Citation verification tool: existence, URL liveness, and content relevance checks
Project description
CiteSentry
Citation verification tool: check whether references actually exist, whether their URLs are live, and whether the content is relevant to the citation.
What it does
Three checks per reference:
- Existence — resolves against OpenAlex, Crossref, Semantic Scholar, arXiv, and domain-specific databases (PubMed for biomedical, DBLP for CS)
- URL liveness — HTTP HEAD/GET check; classifies 2xx/4xx/timeout/bot-protection
- Content relevance — LLM-backed check comparing fetched content to the cited title/topic (requires
DEEPSEEK_API_KEYfor CLI use)
Verdicts: VERIFIED, METADATA_MISMATCH, DEAD_URL, CONTENT_DRIFT, NOT_FOUND, UNRESOLVABLE.
NOT_FOUND means "could not verify — likely fabricated, needs manual review." Never "fake."
Install
pip install citesentry # basic install
pip install "citesentry[cli-llm]" # + DeepSeek for relevance checks
For development:
git clone https://github.com/mkassaf/CiteSentry
cd CiteSentry
pip install -e ".[dev]"
CLI usage
# Check a BibTeX file
citesentry check refs.bib
# Check a RIS/CSL-JSON/NBIB/plaintext file
citesentry check refs.ris
citesentry check refs.json
# Read from stdin
cat refs.txt | citesentry check -
# Single ad-hoc reference
citesentry check-one "Vaswani et al. (2017). Attention is all you need. NeurIPS."
# Output formats: table (default), json, md
citesentry check refs.bib --format json
citesentry check refs.bib --format md > report.md
# Skip checks
citesentry check refs.bib --no-llm # skip relevance (no API key needed)
citesentry check refs.bib --no-url # skip URL liveness
# Domain adapters (auto by default)
citesentry check refs.bib --domain pubmed # force PubMed only
citesentry check refs.bib --domain none # disable domain adapters
# Override plaintext style detection
citesentry check refs.txt --style ieee
Exit code is non-zero if any reference is NOT_FOUND or DEAD_URL (useful in CI).
MCP server (Claude Desktop / Claude Code)
Add to your claude_desktop_config.json:
{
"mcpServers": {
"citesentry": {
"command": "citesentry-mcp",
"env": {
"CITESENTRY_MAILTO": "you@example.com",
"DEEPSEEK_API_KEY": "sk-..."
}
}
}
}
Or with uvx (no prior install needed):
{
"mcpServers": {
"citesentry": {
"command": "uvx",
"args": ["--from", "citesentry", "citesentry-mcp"],
"env": { "CITESENTRY_MAILTO": "you@example.com" }
}
}
}
MCP tools exposed:
verify_reference(reference, check_url, check_relevance)— single referenceverify_reference_list(references, format, check_url, check_relevance)— batchcheck_url_alive(url)— standalone URL check
Claude Code (CLI)
Register the server once:
claude mcp add citesentry \
-e CITESENTRY_MAILTO=you@example.com \
-- uvx --from citesentry citesentry-mcp
Then in any Claude Code session, ask naturally:
"Use citesentry to verify this reference: Vaswani et al. (2017).
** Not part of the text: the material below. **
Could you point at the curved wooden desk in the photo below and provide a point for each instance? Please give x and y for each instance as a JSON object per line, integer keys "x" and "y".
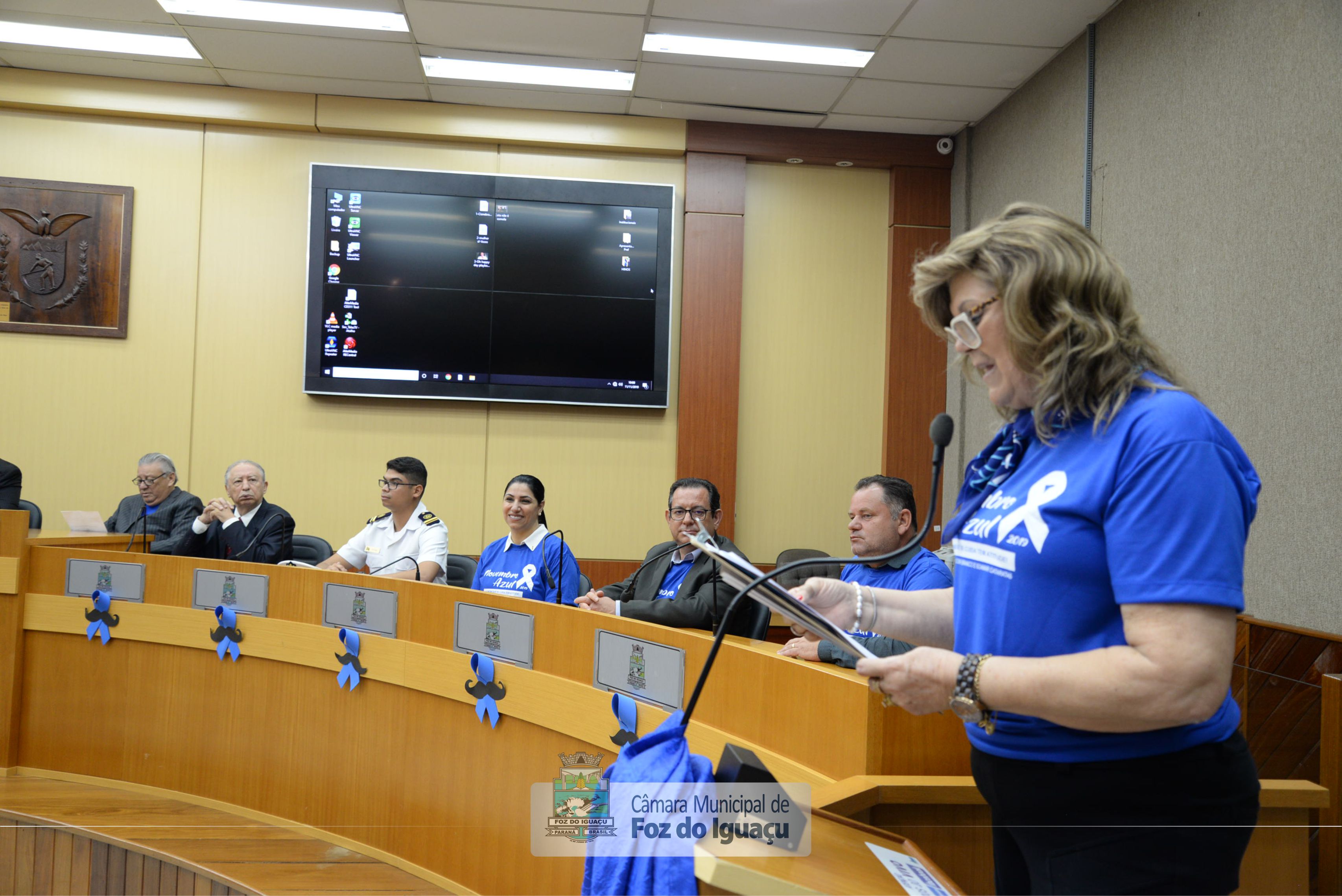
{"x": 402, "y": 769}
Attention is all you need. NeurIPS."
"Check whether all the references in refs.bib are real."
"Is https://arxiv.org/abs/1706.03762 still live?"
Any MCP-compatible agent (Python example)
import asyncio
from mcp import ClientSession, StdioServerParameters
from mcp.client.stdio import stdio_client
server = StdioServerParameters(
command="uvx",
args=["--from", "citesentry", "citesentry-mcp"],
env={"CITESENTRY_MAILTO": "you@example.com"},
)
async def main():
async with stdio_client(server) as (read, write):
async with ClientSession(read, write) as session:
await session.initialize()
result = await session.call_tool(
"verify_reference",
{"reference": "Vaswani et al. (2017). Attention is all you need. NeurIPS."},
)
print(result.content[0].text)
asyncio.run(main())
Environment variables
| Variable | Default | Description |
|---|---|---|
CITESENTRY_MAILTO |
citesentry@example.com |
Polite email for OpenAlex/Crossref API |
DEEPSEEK_API_KEY |
— | Required for relevance checks in CLI |
DEEPSEEK_BASE_URL |
https://api.deepseek.com/v1 |
OpenAI-compatible endpoint |
DEEPSEEK_MODEL |
deepseek-chat |
Model for relevance judgments |
Supported input formats
- BibTeX (
.bib) — via bibtexparser - RIS (
.ris) — via rispy; covers Zotero, Mendeley, EndNote, Web of Science - CSL JSON (
.json) — Zotero exports - PubMed NBIB (
.nbib) - DOI list (
.txtwith one DOI per line) - Plaintext reference sections — IEEE, APA, Vancouver, MLA, Chicago; auto-detected
- PDF (
.pdf) — extracts reference section text via pdfminer.six
Caching
Results are cached in a SQLite database (~/.cache/citesentry/cache.db). Pass --no-cache to bypass.
Project details
Download files
Download the file for your platform. If you're not sure which to choose, learn more about installing packages.
Source Distribution
Built Distribution
Filter files by name, interpreter, ABI, and platform.
If you're not sure about the file name format, learn more about wheel file names.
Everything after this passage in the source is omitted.